1foreach ($collections as $collection) {
2 $entries = $collection->getEntries(); # finally calls getContentAndExcerpt() and sorts
3 $nentries = count($entries);
4 $nSIentries = count($collection->entriesSansIndex);
5 $entries_per_page = $collection->data['entries_per_page'] ?? \Saaze\Config::$H['global_config_entries_per_page'];
6 $totalPages = ceil($nSIentries / $entries_per_page);
7 printf("\texecute(): filePath=%s, nSIentries=%d, totalPages=%d, entries_per_page=%d\n",$collection->filePath,$nSIentries,$totalPages,$entries_per_page);
8
9 $this->beginParallel($nentries,$aprocs);
10 $i = 0;
11 foreach ($entries as $entry) {
12 if ($this->nprocs > 0 && ($i++ % $this->nprocs) != $this->procnr) continue; // distribute work among nprocs processes
13 if ($entry->data['entry'] ?? true) {
14 $this->buildEntry($collection, $entry, $dest);
15 $entryCount++;
16 }
17 }
18 $this->endParallel();
19
20 if ($tags) { // populate cat_and_tag[][] array
21 foreach ($entries as $entry) {
22 if ($entry->data['entry'] ?? true)
23 $this->build_cat_and_tag($entry,$collection->draftOverride);
24 }
25 }
26
27 ++$totalCollection;
28 if ($this->buildCollectionIndex($collection, 0, $dest)) $collectionCount++;
29
30 for ($page=1; $page <= $totalPages; $page++)

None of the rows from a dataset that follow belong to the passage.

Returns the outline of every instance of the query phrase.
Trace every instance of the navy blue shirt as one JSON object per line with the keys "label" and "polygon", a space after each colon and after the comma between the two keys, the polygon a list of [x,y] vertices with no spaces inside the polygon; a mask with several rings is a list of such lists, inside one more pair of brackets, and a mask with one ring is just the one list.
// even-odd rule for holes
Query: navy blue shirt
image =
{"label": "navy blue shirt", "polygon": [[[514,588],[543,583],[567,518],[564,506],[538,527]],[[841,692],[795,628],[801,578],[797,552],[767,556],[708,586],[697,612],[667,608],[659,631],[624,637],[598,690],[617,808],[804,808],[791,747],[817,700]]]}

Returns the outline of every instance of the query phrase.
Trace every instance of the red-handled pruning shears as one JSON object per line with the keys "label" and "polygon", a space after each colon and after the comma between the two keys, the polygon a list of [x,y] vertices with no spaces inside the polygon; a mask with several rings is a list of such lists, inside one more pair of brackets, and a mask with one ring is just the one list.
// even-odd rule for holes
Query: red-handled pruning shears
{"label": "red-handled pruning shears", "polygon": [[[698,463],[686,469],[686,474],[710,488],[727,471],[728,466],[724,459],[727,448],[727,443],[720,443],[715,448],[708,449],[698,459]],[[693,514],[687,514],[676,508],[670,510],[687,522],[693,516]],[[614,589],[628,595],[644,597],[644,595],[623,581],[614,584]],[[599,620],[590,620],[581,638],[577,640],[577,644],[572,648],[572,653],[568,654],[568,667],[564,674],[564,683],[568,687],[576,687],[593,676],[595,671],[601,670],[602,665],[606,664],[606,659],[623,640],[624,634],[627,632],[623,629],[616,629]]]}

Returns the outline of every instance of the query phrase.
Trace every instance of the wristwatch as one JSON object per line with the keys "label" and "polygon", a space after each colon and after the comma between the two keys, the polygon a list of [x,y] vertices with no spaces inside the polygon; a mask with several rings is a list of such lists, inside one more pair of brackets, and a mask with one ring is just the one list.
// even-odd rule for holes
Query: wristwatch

31 $this->buildCollectionIndex($collection, $page, $dest);
32}
The two PHP functions for fork and join are thus:
1protected function beginParallel(int $nentries, int $aprocs) : void {
2 $this->pid = 0;
3 $this->procnr = 0;
4 $this->nprocs = 1;
5 if ($nentries < 128) return; // too few entries to warrant forking
6 $this->nprocs = $aprocs; // aprocs = allowed procs, specified on commmand-line
7 for ($this->procnr=0; $this->procnr<$this->nprocs; ++$this->procnr)
8 if (($this->pid = pcntl_fork())) return; // child returns to work
9}
10
11protected function endParallel() : void {
12 if ($this->pid) exit(0); // exit child process; pid=0 is parent
13}
This fork and join via pcntl_fork()
does not work on Microsoft Windows.
5. Benchmarking. How much of an improvement do we get by this? For this very blog with 561 entries, the runtimes can be more than halved. This is in line with the 60% runtime used by the output template processing. It should be noted that this blog is comprised of five collections:
- aux: 7 entries
- blog: 452 entries, only these are parallelized!
- gallery: 7 entries
- music: 69 entries
- error: 1 entry
The parallelization kicks in only for at least 128 entries. I.e., only the blog-part is parallelized, the music-part and the other parts are not.
Another benchmark is the Lemire blog converted to Simplified Saaze, see Example Theme for Simplified Saaze: Lemire.
Command-lines are:
1time php saaze -p16 -mortb /tmp/build
2time php saaze -p16 -rb /tmp/buildLemire
Then we are varying the parameter -p
.
All output is to /tmp
, which is a RAM disk in Arch Linux.
Obviously, I do not want to measure disk read or write speed.
I want to measure the processing speed of Simplified Saaze.
Timings are from time
, taking real time.
Blog entries | p=1 | p=2 | p=4 | p=8 | p=16 |
---|---|---|---|---|---|
561 posts / this blog | 0.28 | 0.18 | 0.16 | 0.13 | 0.12 |
561 posts with JIT | 0.19 | 0.17 | 0.14 | 0.13 | 0.12 |
4.483 posts in Lemire | 1.03 | 1.02 | 0.65 | 0.54 | 0.52 |
4.483 posts with JIT | 0.65 | 0.64 | 0.53 | 0.47 | 0.46 |
Overall, with just 20 lines of PHP we can halve the runtime. For JIT enabled, the drop in runtime is not so pronounced, but also almost halved.
The very good performance of JIT, which we can see here, is in line with the findings in Phoronix: PHP 8.0 JIT Is Offering Very Compelling Performance Ahead Of Its Alpha.